その背中が重なった



お母さんは美人だ。
誰にでも優しくて……例えるなら、大袈裟かもしれないけど女神だと思った事もある。それくらい違和感がなかったのだから。

でもある時、兄さんが教えてくれたんだ。
お母さんは私の前だけ猫を被っている、と。


『あいつは名前の前だけ良い顔をしている』

『お前の事を自分の人形としか思っていないんだ』

『自分に似た女の子がほしいが為に、あいつは父さんと結婚し、俺達を作った』


最初は兄さんの言葉が信じられなかった。
だって、私にだけ猫を被るなんて何の得があるだろうか。

だから直接お母さんに聞いた。猫を被っているのか、と。


『どうして名前に猫を被らないといけないの?』

『名前の事をお人形さんだと思っている?そんなわけないでしょう、名前も香薫も大切な私の可愛い可愛い子供よ』

『お父さんのこと、勿論愛しているわ』


こんなに綺麗に笑う人が嘘をついている訳がない。
でも、二人を疑うことはできなかった。
兄さんは私にとってたった一人の兄さんで、お母さんは私にとってたった一人のお母さんだから。二人とも大好きだったから。

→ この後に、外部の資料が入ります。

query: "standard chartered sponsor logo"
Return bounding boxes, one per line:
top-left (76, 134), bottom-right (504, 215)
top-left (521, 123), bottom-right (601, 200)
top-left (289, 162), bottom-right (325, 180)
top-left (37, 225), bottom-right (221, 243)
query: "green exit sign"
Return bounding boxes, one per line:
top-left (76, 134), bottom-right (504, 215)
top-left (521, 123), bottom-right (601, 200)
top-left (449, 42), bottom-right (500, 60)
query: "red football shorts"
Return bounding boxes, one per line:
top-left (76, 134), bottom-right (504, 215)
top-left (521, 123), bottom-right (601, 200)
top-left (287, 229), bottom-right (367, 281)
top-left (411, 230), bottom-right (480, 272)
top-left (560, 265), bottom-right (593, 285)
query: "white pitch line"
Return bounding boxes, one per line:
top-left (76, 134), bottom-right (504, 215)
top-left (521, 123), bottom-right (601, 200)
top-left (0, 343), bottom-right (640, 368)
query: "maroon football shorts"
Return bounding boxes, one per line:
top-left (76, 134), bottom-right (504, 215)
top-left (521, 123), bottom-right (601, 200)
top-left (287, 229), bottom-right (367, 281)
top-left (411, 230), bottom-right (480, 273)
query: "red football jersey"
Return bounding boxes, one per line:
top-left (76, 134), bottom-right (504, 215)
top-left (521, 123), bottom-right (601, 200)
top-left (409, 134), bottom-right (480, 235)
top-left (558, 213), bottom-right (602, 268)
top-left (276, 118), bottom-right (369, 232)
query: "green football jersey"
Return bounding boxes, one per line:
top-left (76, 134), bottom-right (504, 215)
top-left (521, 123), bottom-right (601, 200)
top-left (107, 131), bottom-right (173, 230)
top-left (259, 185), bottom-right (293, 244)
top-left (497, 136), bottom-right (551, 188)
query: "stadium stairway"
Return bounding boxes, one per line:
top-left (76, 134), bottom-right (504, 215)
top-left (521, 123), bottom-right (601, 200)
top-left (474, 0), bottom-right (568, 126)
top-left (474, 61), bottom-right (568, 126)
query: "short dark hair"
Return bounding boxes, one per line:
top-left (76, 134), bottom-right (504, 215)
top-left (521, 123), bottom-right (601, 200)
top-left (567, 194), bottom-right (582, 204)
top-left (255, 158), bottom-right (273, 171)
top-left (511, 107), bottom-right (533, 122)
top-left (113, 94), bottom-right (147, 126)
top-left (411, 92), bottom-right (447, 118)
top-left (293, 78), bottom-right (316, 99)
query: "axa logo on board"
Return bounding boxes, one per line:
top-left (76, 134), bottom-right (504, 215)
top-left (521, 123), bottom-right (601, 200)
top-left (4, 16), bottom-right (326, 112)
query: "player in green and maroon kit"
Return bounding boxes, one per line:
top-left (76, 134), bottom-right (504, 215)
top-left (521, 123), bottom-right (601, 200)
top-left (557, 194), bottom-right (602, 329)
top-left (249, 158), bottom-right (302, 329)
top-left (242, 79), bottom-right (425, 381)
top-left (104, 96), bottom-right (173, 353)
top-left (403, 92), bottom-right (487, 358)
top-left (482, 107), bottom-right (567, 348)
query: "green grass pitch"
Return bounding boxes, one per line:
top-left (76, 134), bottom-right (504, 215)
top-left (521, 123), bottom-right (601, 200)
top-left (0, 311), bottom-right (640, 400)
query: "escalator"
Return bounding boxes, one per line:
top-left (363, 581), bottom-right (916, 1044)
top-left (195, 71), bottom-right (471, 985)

……そう思った矢先、兄さんの言葉が現実となって現れた。
兄さんの発言が真実であると分かったのは、お父さんが病に倒れた後だった。


『はぁ……もう用済みね』


その言葉が聞こえた瞬間、手に持っていた物が床に落下した。
だってお母さんの言葉が理解出来なくて。
用済み……?だれ、が……?

落下音に反応して、お母さんはゆっくりとこちらを振り返った。
視線があった瞬間、金縛りにでもあったような感覚が私を襲った。


『あら、名前じゃない。……その様子だと、聞いていたみたいね』


ゆっくりとお母さんが私に近付いてくる。
私の何かが「逃げろ」と警告音を鳴らしている。なのに足が動かない。

お母さんは私の目の前に立ったと思えば、私の身体を抱きしめた。その行動原理が分からず、頭が考える事を放棄していた。


『前に言っていたわよね?香薫の言った事は本当なのか、って。……あれ、全部本当よ』

『!!』

『名前。貴女は私のお人形さんなの。……ふふっ、私のたーった一つのお人形さん……』

『い、いや……っ。私、お人形じゃない……!!』


咄嗟に出た声は、相手に聞こえただけでも十分なほどに弱々しく、小さかった。力の入らない身体でなんとか抵抗するけど、向こうの力が強くて離れられない。


『逃げないで……私を一人にしないで?』

『う……っ、ぁ……ッ』


その声は悪魔の囁きの様にも聞こえた。

___助けて、兄さん……!!
ただただ怖くて、無意識に助けを求めていた。


『やっと化けの皮を剥がしやがったか、クソ女』

『!!にいさっ』

『……香薫』


急に引っ張られる感覚がして、気づけば私は兄さんの腕の中にいた。
目の前にいるお母さんは、聞いた事もない低く攻撃的な声で兄さんの名前を呼んだ。その表情は今まで見た事ないくらい、怒りに染まってた。


『その穢らわしい手で名前に触らないで……!!』

『それは俺の台詞だ』


その時の私は恐怖で、二人がどんな会話を交していたのかほとんど覚えていなかった。分かっているのは、お母さんが私達を置いて出て行ったこと。
……それと。


『必ず迎えに来るわ……私の可愛い可愛いお人形さん』


出て行く前に私にそう言い放ったお母さんの言葉。
その言葉は私の心に恐怖を刻み込むには十分だった。


『……分かってくれたか、あの女の本性』

『……私、お人形なんだって』

『そんな訳ないだろ!!お前は人間だ、そして……俺の大切な妹だ』


未だに震えが止まらない私を、兄さんは優しく抱きしめてくれた。
お母さんに抱きしめられた時と違って、とても暖かかった。